If a driver ignored blue flag for the third time, a ten second stop and go penalty would be imposed. The impact speed for the rear crash test had also been increased. In this era, more rules governing the overtaking and penalties for various on-track incidents had been made stricter.

In 2003, HANS device became mandatory and several circuits had undergone modification to improve safety standards with revised corners, pitlane entries and run-off areas. Permanent pitlane and garages were built in Monte Carlo. Modern tracks like Bahrain and Shanghai set new safety standards.

The invention of HANS (Head and Neck Support) device

The invention of HANS (Head and Neck Support) device

Wheel tethers should withstand a minimum of 6,000kg. To avoid sharp splinters on the track after accidents, body parts and other additional aerodynamics parts were given Kevlar coating. Minimum dimensions for the roll-over bars and other parts were mandated to avoid teams from producing slimmer parts.
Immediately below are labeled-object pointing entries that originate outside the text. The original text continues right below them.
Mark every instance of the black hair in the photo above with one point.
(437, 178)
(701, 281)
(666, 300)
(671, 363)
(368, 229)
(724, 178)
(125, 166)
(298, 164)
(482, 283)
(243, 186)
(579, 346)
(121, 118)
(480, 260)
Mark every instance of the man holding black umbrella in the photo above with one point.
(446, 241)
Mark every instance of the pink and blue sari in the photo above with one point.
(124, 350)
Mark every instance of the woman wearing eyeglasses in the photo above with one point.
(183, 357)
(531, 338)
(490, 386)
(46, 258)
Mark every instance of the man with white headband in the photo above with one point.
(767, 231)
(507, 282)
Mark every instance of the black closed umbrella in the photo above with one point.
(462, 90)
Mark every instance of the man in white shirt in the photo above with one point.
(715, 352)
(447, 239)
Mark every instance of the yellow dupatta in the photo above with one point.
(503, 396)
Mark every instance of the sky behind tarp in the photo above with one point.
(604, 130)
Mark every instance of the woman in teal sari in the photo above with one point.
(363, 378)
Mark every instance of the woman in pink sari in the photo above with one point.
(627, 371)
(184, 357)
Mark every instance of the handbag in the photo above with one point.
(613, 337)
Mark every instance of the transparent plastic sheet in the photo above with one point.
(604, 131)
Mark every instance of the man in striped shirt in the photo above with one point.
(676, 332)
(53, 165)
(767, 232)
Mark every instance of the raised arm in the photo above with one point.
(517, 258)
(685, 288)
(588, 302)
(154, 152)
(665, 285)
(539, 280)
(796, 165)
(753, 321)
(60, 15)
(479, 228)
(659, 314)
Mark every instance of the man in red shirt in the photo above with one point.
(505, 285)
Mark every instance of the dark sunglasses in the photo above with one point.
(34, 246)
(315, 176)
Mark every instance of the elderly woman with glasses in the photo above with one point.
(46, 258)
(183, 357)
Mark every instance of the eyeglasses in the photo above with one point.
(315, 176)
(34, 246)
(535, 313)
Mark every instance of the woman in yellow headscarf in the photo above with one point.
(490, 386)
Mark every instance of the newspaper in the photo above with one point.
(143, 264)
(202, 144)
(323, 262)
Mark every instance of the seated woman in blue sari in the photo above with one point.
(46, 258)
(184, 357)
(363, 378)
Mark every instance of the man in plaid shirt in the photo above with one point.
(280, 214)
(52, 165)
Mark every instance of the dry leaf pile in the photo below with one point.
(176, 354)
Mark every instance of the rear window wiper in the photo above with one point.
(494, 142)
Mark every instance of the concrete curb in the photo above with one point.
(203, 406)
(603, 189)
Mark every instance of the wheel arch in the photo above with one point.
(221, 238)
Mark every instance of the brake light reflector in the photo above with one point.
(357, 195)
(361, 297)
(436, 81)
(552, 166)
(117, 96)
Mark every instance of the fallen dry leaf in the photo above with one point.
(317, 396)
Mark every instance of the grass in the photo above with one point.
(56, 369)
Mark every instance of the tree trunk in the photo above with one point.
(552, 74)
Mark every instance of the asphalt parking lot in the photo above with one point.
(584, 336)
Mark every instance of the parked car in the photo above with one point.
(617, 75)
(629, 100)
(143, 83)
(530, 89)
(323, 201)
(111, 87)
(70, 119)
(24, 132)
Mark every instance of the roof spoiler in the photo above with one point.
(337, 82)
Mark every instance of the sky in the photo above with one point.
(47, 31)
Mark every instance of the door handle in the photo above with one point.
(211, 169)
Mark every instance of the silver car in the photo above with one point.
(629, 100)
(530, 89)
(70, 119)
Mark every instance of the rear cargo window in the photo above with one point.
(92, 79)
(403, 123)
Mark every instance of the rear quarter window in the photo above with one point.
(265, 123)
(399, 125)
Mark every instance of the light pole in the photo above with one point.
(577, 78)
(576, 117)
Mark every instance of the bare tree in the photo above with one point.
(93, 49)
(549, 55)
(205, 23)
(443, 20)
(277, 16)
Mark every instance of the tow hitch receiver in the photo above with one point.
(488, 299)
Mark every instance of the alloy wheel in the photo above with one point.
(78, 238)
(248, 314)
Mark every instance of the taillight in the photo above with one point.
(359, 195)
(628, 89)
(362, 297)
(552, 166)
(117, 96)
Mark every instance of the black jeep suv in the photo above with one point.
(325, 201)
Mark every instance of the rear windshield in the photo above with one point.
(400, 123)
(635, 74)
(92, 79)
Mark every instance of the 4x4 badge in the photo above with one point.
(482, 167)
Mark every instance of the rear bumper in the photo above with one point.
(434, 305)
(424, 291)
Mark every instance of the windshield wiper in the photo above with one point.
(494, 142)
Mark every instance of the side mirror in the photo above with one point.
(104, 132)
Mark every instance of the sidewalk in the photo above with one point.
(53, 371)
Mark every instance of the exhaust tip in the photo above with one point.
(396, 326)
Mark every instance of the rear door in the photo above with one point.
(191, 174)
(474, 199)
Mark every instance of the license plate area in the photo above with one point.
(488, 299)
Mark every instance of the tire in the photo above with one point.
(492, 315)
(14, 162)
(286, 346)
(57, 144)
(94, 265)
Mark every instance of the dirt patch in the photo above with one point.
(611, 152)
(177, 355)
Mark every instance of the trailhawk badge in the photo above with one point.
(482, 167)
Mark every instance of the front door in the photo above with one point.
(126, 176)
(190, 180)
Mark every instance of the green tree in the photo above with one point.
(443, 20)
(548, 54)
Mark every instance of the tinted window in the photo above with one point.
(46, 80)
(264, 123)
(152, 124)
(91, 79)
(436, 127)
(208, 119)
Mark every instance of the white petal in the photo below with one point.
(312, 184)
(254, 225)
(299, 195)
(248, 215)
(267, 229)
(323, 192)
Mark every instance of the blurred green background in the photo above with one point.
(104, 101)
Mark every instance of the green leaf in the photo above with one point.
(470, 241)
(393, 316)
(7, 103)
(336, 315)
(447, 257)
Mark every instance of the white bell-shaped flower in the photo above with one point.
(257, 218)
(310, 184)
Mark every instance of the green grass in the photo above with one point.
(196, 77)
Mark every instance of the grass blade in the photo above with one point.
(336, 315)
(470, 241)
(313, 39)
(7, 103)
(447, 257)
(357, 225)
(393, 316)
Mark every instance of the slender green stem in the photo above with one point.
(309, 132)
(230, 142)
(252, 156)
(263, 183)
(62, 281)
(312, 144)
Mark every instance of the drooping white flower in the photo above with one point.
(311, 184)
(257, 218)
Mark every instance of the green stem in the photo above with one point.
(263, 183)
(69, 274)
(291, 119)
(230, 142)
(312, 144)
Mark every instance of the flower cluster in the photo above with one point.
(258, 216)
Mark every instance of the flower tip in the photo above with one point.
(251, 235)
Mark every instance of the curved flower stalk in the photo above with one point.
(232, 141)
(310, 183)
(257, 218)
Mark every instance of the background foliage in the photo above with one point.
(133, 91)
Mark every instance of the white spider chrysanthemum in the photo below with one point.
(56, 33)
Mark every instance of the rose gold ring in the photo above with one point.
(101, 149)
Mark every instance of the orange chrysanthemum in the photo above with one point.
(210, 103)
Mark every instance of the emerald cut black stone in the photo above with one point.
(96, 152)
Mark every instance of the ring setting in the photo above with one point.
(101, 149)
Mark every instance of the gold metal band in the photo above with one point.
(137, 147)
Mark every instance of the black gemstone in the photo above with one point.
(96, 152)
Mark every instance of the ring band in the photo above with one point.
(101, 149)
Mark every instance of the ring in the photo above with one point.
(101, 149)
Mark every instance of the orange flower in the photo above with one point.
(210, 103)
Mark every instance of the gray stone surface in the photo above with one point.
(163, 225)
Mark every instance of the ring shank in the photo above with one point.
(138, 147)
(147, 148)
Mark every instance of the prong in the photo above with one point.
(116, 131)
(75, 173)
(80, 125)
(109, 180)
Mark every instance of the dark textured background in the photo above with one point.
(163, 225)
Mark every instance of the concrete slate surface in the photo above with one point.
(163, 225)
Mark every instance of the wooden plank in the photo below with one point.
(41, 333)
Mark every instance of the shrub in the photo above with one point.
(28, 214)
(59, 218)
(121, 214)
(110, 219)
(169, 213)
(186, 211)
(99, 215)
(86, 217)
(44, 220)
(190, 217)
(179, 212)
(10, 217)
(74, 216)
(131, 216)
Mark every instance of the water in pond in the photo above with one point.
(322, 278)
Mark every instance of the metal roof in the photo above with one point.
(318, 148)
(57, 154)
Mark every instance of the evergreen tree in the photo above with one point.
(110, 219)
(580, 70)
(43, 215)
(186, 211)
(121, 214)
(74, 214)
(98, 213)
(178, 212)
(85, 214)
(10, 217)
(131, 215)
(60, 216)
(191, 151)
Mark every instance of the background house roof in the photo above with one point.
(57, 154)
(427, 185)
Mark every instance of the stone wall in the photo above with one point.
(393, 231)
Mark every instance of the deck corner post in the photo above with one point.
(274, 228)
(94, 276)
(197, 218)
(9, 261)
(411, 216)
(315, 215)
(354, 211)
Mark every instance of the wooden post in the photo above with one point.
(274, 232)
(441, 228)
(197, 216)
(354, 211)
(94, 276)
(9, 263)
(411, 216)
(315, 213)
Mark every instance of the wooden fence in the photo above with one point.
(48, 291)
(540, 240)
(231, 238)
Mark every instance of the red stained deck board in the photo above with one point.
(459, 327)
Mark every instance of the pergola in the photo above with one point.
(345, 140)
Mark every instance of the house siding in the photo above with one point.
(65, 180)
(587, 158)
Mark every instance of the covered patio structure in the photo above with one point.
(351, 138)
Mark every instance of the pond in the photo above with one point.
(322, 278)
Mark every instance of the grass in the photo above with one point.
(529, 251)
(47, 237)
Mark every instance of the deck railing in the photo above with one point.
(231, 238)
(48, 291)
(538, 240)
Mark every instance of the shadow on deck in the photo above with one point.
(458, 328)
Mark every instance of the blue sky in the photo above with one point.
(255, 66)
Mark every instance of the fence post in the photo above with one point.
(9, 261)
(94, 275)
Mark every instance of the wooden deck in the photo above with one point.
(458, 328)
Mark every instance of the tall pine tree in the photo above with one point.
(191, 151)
If the safety car is deployed, the pit lane is closed and only opened again when the entire field has formed up in position behind the safety car. Cars are fitted with LEDs that transmit the flag signals from marshals to drivers in the cockpit. After a year’s break for reconstruction work to improve track safety, Spa returns to the calendar. The speed limit in the pit lane is reduced from 100 to 80 km/h. During a safety car phase, any lapped cars positioned between the cars running on the lead lap may overtake them and the safety car.
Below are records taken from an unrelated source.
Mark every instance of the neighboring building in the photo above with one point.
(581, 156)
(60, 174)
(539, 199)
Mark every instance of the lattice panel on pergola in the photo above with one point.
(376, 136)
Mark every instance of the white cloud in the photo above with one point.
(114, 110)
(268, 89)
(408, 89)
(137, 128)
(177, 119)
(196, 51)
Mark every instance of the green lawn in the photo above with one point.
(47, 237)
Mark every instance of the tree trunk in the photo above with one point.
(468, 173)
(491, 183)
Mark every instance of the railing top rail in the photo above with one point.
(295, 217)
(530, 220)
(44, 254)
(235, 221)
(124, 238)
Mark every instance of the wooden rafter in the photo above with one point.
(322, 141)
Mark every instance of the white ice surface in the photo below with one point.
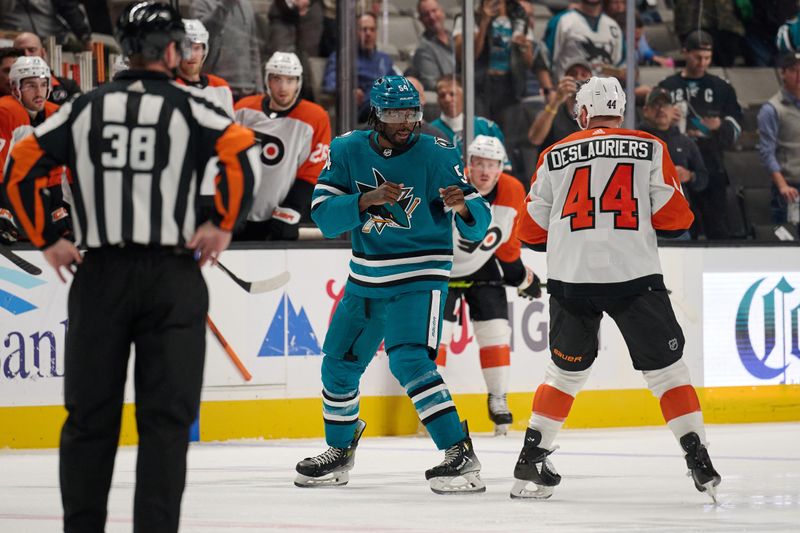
(620, 480)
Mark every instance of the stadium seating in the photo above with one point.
(745, 169)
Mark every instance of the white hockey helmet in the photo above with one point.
(29, 67)
(488, 148)
(196, 32)
(284, 64)
(602, 97)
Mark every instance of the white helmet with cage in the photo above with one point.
(601, 97)
(284, 64)
(196, 33)
(29, 67)
(488, 148)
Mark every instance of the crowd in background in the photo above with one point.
(526, 76)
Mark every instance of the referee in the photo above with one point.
(136, 148)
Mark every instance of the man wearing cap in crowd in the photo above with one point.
(557, 119)
(658, 113)
(709, 113)
(779, 138)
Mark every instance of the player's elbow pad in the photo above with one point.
(669, 233)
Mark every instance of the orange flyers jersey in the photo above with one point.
(294, 145)
(597, 198)
(215, 89)
(15, 125)
(508, 206)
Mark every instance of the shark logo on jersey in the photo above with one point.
(393, 216)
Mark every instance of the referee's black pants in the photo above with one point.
(157, 300)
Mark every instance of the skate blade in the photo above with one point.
(524, 489)
(501, 430)
(710, 488)
(466, 483)
(335, 479)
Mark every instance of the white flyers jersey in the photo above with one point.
(294, 145)
(572, 40)
(597, 198)
(501, 239)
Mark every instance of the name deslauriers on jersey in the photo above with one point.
(559, 158)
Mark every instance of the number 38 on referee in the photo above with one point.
(136, 148)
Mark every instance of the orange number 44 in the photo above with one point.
(617, 198)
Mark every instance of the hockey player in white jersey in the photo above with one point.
(482, 269)
(295, 136)
(598, 200)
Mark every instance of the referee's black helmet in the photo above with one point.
(147, 28)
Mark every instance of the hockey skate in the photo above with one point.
(533, 467)
(499, 413)
(331, 467)
(459, 473)
(701, 470)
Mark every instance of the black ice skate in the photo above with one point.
(459, 473)
(533, 467)
(331, 467)
(499, 413)
(701, 470)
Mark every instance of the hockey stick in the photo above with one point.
(227, 347)
(30, 268)
(257, 287)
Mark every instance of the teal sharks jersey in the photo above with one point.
(408, 246)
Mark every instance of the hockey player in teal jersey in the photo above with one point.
(398, 192)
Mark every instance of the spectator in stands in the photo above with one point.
(788, 37)
(233, 43)
(371, 64)
(7, 57)
(658, 113)
(557, 119)
(717, 17)
(779, 138)
(435, 56)
(586, 35)
(450, 96)
(504, 53)
(46, 18)
(424, 125)
(62, 89)
(763, 25)
(645, 55)
(295, 26)
(711, 115)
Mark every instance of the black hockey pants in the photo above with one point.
(156, 299)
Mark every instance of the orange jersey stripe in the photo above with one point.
(511, 193)
(254, 101)
(552, 403)
(26, 154)
(494, 356)
(234, 140)
(679, 401)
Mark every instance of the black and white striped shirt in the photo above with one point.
(136, 149)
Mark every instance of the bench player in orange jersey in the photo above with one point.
(295, 136)
(195, 51)
(598, 200)
(481, 270)
(21, 111)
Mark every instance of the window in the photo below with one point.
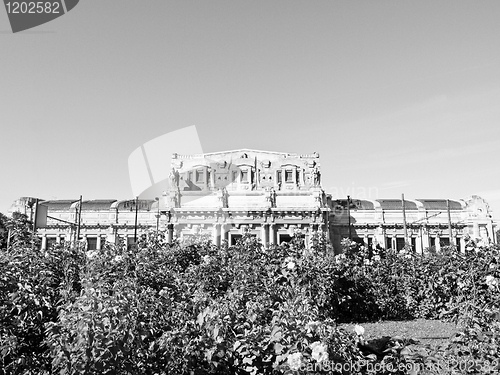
(285, 238)
(51, 241)
(235, 238)
(92, 243)
(199, 176)
(388, 242)
(244, 176)
(400, 243)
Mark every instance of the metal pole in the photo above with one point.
(449, 222)
(405, 233)
(158, 215)
(8, 239)
(79, 219)
(34, 221)
(349, 214)
(135, 225)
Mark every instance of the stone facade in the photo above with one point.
(429, 222)
(270, 195)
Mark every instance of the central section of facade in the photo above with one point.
(270, 195)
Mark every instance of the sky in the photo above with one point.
(397, 97)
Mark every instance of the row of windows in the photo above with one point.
(198, 176)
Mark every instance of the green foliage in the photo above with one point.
(194, 308)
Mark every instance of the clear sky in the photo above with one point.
(396, 96)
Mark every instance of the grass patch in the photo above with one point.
(432, 332)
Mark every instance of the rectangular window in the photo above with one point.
(92, 243)
(235, 238)
(388, 243)
(244, 176)
(51, 241)
(199, 176)
(400, 243)
(284, 238)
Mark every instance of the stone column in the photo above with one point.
(425, 238)
(272, 234)
(491, 233)
(462, 245)
(263, 234)
(170, 233)
(475, 230)
(216, 234)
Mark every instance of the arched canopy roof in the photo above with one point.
(129, 205)
(396, 204)
(97, 204)
(440, 204)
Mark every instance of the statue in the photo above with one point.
(223, 197)
(271, 197)
(173, 178)
(316, 176)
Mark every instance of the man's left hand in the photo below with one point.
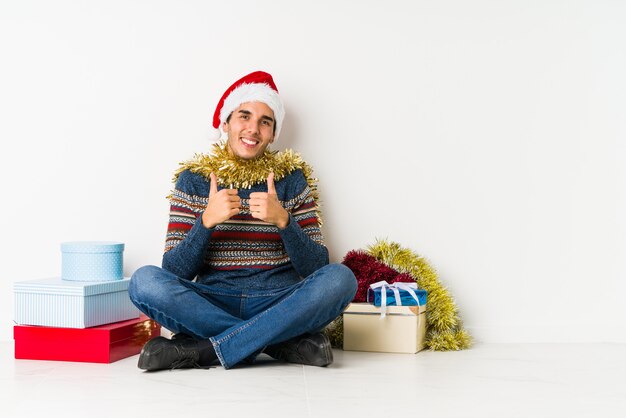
(266, 207)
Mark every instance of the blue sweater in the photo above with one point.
(243, 252)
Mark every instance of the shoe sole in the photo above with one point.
(144, 359)
(327, 355)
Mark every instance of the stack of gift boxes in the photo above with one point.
(393, 320)
(84, 315)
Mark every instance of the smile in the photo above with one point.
(249, 142)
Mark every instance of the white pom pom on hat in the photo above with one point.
(258, 86)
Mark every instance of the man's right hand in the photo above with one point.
(222, 205)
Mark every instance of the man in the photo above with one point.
(245, 270)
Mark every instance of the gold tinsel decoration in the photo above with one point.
(444, 328)
(236, 173)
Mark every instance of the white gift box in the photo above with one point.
(55, 302)
(92, 261)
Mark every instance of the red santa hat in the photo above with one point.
(254, 87)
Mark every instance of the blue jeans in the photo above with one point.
(241, 323)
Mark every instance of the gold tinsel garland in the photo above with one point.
(444, 329)
(234, 172)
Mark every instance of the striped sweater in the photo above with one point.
(244, 252)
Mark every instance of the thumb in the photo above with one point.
(213, 189)
(270, 184)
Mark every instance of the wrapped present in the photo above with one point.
(101, 344)
(69, 304)
(401, 330)
(395, 294)
(92, 261)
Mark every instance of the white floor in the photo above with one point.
(521, 380)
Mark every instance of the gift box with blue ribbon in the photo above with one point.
(396, 294)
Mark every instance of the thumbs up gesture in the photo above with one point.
(222, 205)
(266, 207)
The process of appointing race stewards was changed and the stewards were provided with an improved video analysis system while experienced F1 drivers were recruited to give them better assistance.

FIA and Overtaking Working Group focused on facilitating overtaking as well as reducing the ever-growing speeds. Therefore measures were taken to reduce significant downforce. The addition of a Zylon strip across the top of the polycarbonate visor was intended to reinforce the impact performance of racing helmets further. Drag Reduction System cut down the straight line drag produced by the following car with opening of a flap on the rear wing. Managing the tyres on the optimum temperature window became more crucial than ever to decide the outcome of the race. Even though both of the systems were criticized for generating artificial racing, it appears they are here for a long stay in Formula One.